Por eso, en momentos en que todo es ruido, gritos, cláxones, mentadas, motores de autos, rechinido de llantas, el silencio es un acompañante muy poco común, como un trueno en medio de un día soleado.
Pero en la contingencia del sismo que azotó a distintas ciudades del país, principalmente en la Ciudad de México, descubro un silencio diferente. Durante las labores de rescate, hombres arriba de lo que antes era una escuela, un edificio de oficinas o un complejo habitacional, hurgan para encontrar un aliento en el rompecabezas de concreto. Cuando creen escuchar el tufo de esperanza viene el pedido de silencio. El puño arriba es la petición de mudez.

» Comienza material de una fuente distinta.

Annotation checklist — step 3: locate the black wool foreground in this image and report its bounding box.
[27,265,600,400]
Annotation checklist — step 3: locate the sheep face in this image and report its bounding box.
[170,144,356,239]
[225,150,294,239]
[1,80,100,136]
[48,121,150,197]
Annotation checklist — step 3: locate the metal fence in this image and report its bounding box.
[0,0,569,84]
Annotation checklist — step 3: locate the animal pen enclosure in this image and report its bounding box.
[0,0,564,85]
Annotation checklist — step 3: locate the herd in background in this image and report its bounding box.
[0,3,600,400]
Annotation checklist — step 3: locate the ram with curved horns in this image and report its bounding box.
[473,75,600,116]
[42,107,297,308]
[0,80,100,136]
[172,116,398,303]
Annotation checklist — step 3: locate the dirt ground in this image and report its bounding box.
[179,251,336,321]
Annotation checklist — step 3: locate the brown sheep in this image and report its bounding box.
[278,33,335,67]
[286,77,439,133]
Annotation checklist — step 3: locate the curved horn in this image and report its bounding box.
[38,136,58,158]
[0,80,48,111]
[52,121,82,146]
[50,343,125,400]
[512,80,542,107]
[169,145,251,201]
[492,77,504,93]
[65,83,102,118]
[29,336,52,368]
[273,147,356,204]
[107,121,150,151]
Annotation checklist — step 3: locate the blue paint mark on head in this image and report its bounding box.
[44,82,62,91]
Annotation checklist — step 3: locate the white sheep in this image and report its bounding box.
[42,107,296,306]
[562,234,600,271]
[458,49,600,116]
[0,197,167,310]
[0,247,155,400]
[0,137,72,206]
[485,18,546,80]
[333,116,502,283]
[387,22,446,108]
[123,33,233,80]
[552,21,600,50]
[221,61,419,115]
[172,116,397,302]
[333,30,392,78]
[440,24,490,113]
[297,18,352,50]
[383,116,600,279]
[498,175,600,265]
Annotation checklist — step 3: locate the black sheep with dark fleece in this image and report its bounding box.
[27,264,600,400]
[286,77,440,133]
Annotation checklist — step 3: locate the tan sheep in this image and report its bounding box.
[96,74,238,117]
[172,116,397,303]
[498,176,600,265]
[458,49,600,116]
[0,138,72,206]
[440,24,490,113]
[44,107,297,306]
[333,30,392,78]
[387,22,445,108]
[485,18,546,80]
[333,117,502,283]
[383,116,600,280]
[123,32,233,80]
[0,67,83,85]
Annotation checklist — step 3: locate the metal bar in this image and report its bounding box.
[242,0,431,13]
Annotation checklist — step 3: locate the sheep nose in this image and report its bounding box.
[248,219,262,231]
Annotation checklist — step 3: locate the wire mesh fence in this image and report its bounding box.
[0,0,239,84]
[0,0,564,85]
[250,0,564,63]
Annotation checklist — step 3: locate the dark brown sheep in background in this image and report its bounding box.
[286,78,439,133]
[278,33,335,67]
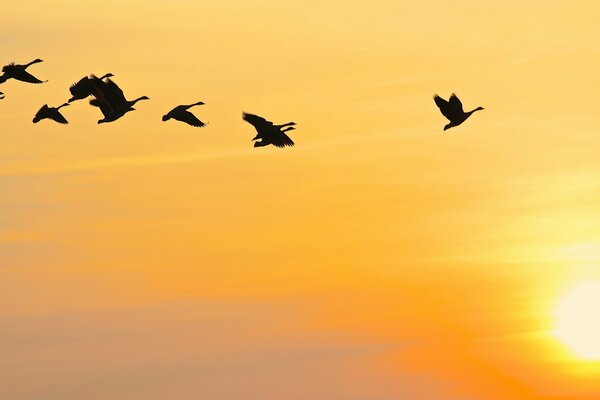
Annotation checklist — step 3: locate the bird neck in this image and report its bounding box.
[131,96,146,106]
[466,107,483,115]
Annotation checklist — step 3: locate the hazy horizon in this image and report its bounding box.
[0,0,600,400]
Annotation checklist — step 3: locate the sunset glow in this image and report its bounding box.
[555,281,600,360]
[0,0,600,400]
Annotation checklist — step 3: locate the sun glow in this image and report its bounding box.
[554,280,600,360]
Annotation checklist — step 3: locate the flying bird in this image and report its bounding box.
[69,72,114,103]
[33,103,69,124]
[0,58,47,83]
[163,101,206,128]
[433,93,484,130]
[90,76,150,124]
[242,113,296,147]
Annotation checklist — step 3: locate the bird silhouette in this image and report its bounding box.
[162,101,206,128]
[242,113,296,147]
[90,76,150,124]
[33,103,69,124]
[0,58,47,83]
[433,93,484,130]
[69,72,114,103]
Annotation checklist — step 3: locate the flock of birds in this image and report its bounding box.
[0,58,483,147]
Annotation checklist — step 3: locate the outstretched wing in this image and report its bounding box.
[242,113,273,131]
[272,132,294,147]
[69,76,92,97]
[50,110,69,124]
[13,70,46,83]
[174,111,206,128]
[448,93,464,113]
[90,99,113,118]
[2,62,16,72]
[90,75,127,109]
[433,94,453,121]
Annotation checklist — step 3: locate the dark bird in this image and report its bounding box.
[242,113,296,147]
[433,93,484,130]
[33,103,69,124]
[163,101,206,128]
[69,72,114,103]
[0,58,47,83]
[90,76,150,124]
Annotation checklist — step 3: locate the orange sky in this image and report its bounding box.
[0,0,600,400]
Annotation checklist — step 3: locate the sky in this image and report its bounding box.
[0,0,600,400]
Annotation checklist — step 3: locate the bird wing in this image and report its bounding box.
[91,75,127,109]
[69,76,91,96]
[271,131,294,147]
[433,94,453,121]
[90,99,113,118]
[173,111,206,128]
[448,93,464,113]
[35,104,49,119]
[2,62,17,72]
[242,113,273,133]
[13,70,45,83]
[104,78,127,103]
[50,110,69,124]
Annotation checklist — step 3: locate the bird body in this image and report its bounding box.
[433,93,484,130]
[0,58,47,83]
[162,101,206,128]
[90,75,149,124]
[242,113,296,147]
[33,103,69,124]
[69,72,114,103]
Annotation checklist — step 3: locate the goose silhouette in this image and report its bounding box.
[33,103,69,124]
[0,58,47,83]
[242,113,296,148]
[433,93,484,130]
[162,101,206,128]
[69,72,114,103]
[90,77,150,124]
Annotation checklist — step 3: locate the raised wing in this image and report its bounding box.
[448,93,464,113]
[174,111,206,128]
[433,94,453,121]
[90,99,113,118]
[242,113,273,131]
[13,70,46,83]
[272,132,294,147]
[50,110,69,124]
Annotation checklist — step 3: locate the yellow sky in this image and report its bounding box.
[0,0,600,400]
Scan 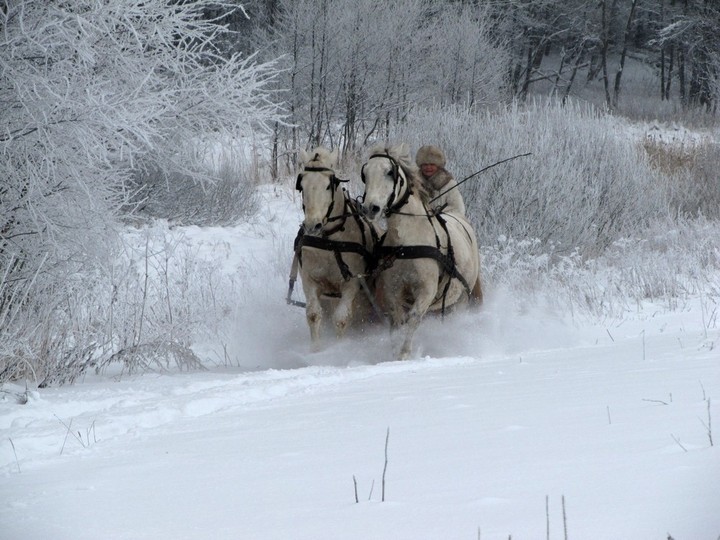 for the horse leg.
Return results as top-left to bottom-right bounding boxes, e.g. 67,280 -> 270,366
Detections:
398,284 -> 435,360
305,289 -> 322,350
333,279 -> 360,339
470,276 -> 483,307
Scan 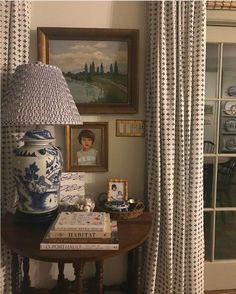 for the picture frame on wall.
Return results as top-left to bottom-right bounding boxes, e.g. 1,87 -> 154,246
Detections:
65,122 -> 108,172
107,179 -> 128,201
37,27 -> 139,114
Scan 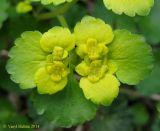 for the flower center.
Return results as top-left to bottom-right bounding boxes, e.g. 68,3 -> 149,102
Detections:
46,46 -> 69,82
46,61 -> 69,82
88,60 -> 108,82
86,38 -> 108,60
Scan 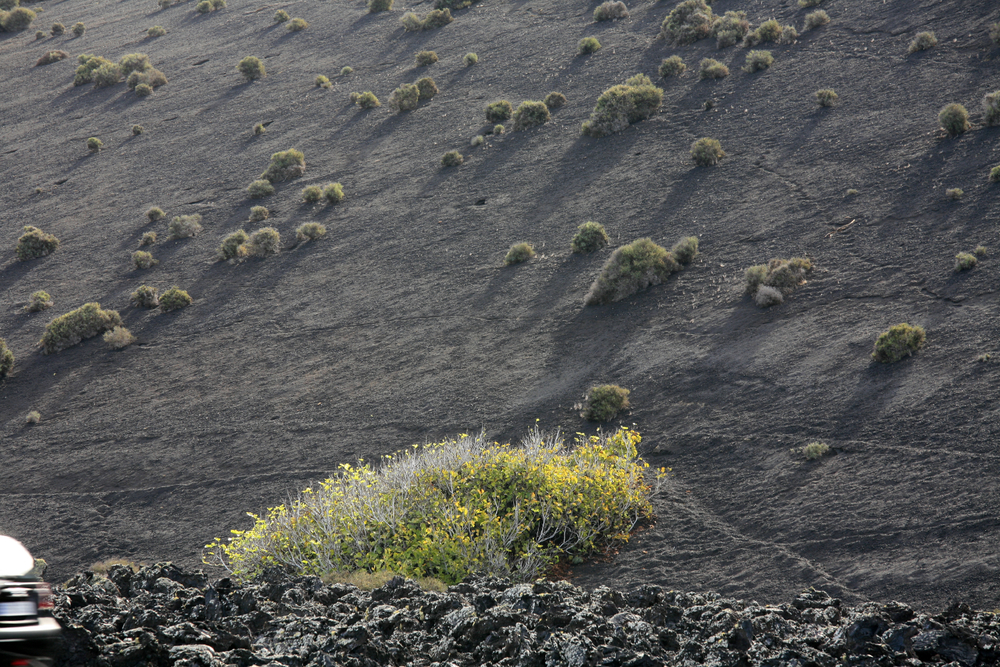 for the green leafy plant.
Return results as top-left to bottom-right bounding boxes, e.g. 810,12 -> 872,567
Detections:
17,225 -> 59,262
236,56 -> 267,81
659,56 -> 687,79
24,290 -> 54,313
513,100 -> 551,132
160,286 -> 193,313
503,243 -> 535,266
486,100 -> 514,123
691,137 -> 726,167
295,222 -> 326,243
582,384 -> 631,422
569,222 -> 611,253
594,0 -> 629,21
584,238 -> 681,306
167,213 -> 202,239
129,285 -> 160,308
743,51 -> 774,73
441,151 -> 465,167
938,104 -> 970,137
132,250 -> 159,269
39,302 -> 122,354
907,31 -> 937,54
205,429 -> 666,583
872,322 -> 927,364
815,88 -> 839,107
576,37 -> 601,56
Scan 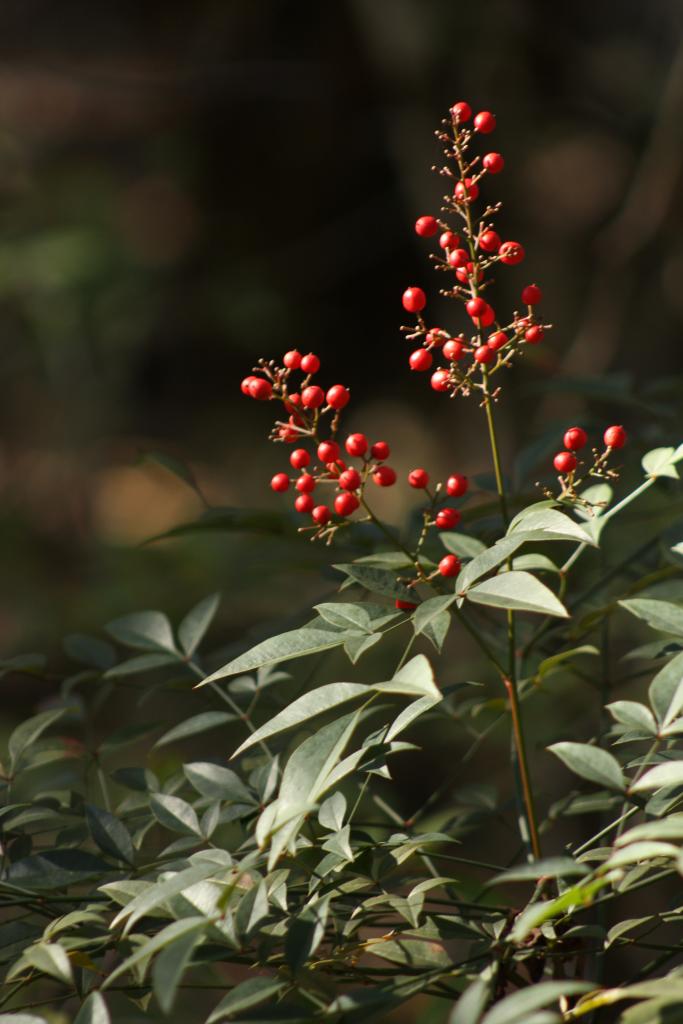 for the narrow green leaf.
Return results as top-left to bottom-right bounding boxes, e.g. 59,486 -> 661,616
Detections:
548,742 -> 626,793
466,571 -> 568,618
178,594 -> 220,657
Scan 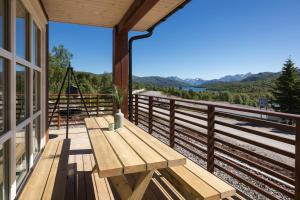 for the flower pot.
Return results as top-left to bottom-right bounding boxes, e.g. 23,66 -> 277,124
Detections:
115,109 -> 124,129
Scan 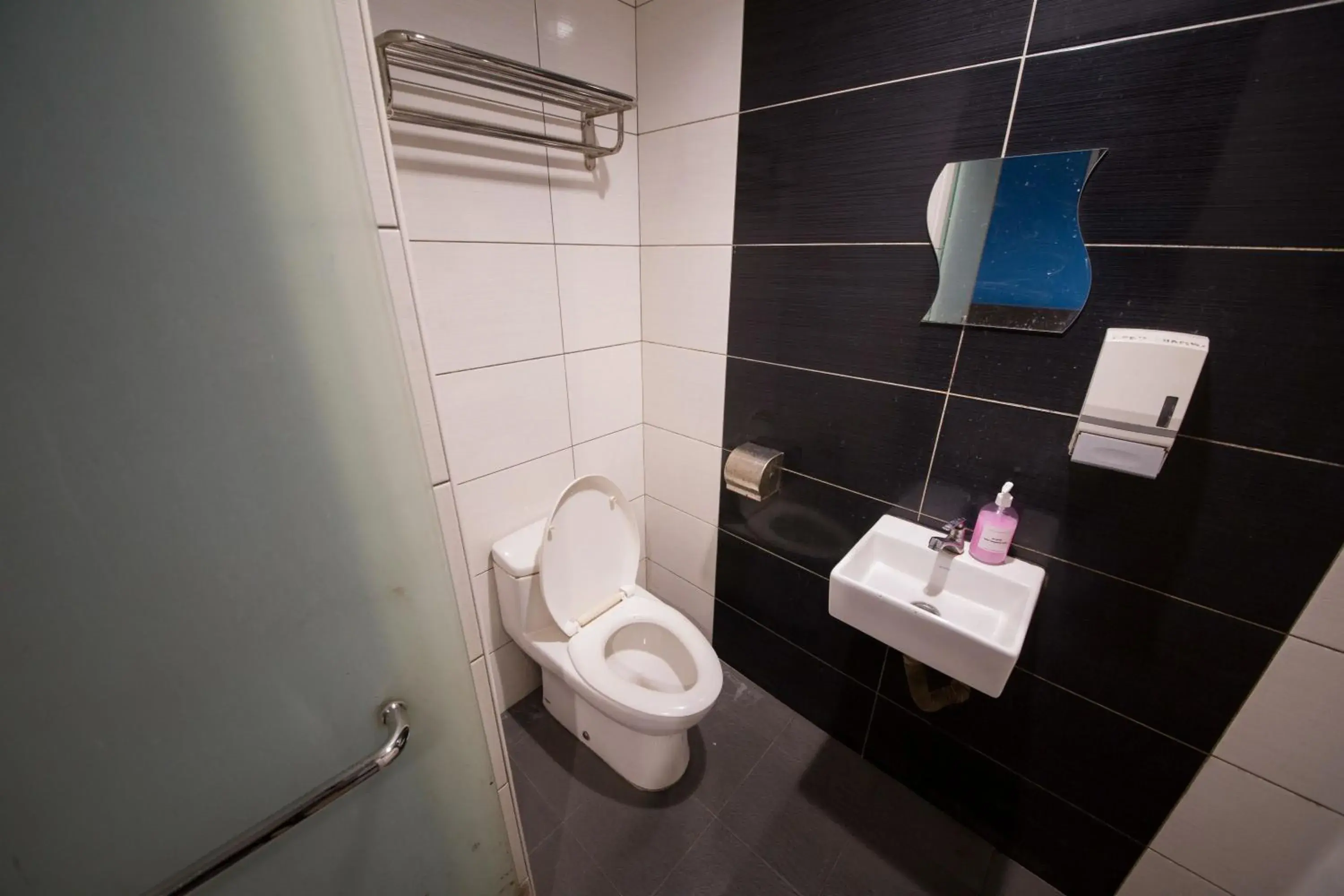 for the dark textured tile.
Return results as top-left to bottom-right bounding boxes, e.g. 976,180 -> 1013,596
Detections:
952,247 -> 1344,462
864,698 -> 1144,896
1017,551 -> 1284,751
1031,0 -> 1302,52
723,358 -> 943,510
882,653 -> 1206,842
732,62 -> 1011,243
714,532 -> 887,689
982,853 -> 1064,896
720,719 -> 992,893
511,767 -> 560,852
528,827 -> 621,896
564,782 -> 714,896
728,246 -> 961,390
742,0 -> 1031,109
719,470 -> 915,576
925,398 -> 1344,631
1011,5 -> 1344,246
714,602 -> 876,750
657,821 -> 797,896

Allá en los edificios derruidos se miran a los espartanos hombres alzando el puño y todos emulan. La anciana que entrega agua, el millennial que reparte sándwiches, el matrimonio que carga víveres, el obrero que cuida la cinta preventiva, el barrendero que pasa por el lugar, el soldado de mirada recia, el paramédico que espera heroico por que soliciten su apoyo, la psicóloga que llegó a prestar sus servicios, el universitario que carga con el megáfono… Todos levantan puño y guardan silencio; un silencio que obliga a tragar saliva, que contrae. Parece como si el tiempo se detuviera.
El silencio en la contingencia de un sismo, descubro, es el silencio de un país que se encadena a una misma esperanza. El silencio en los trabajos de rescate, descubro, es el grito asfixiado. No es un silencio común. Siento que descubrí un nuevo tipo de silencio, el de la unión, el suspiro infinito.
El silencio se apaga y despierta el caos.
Silencio.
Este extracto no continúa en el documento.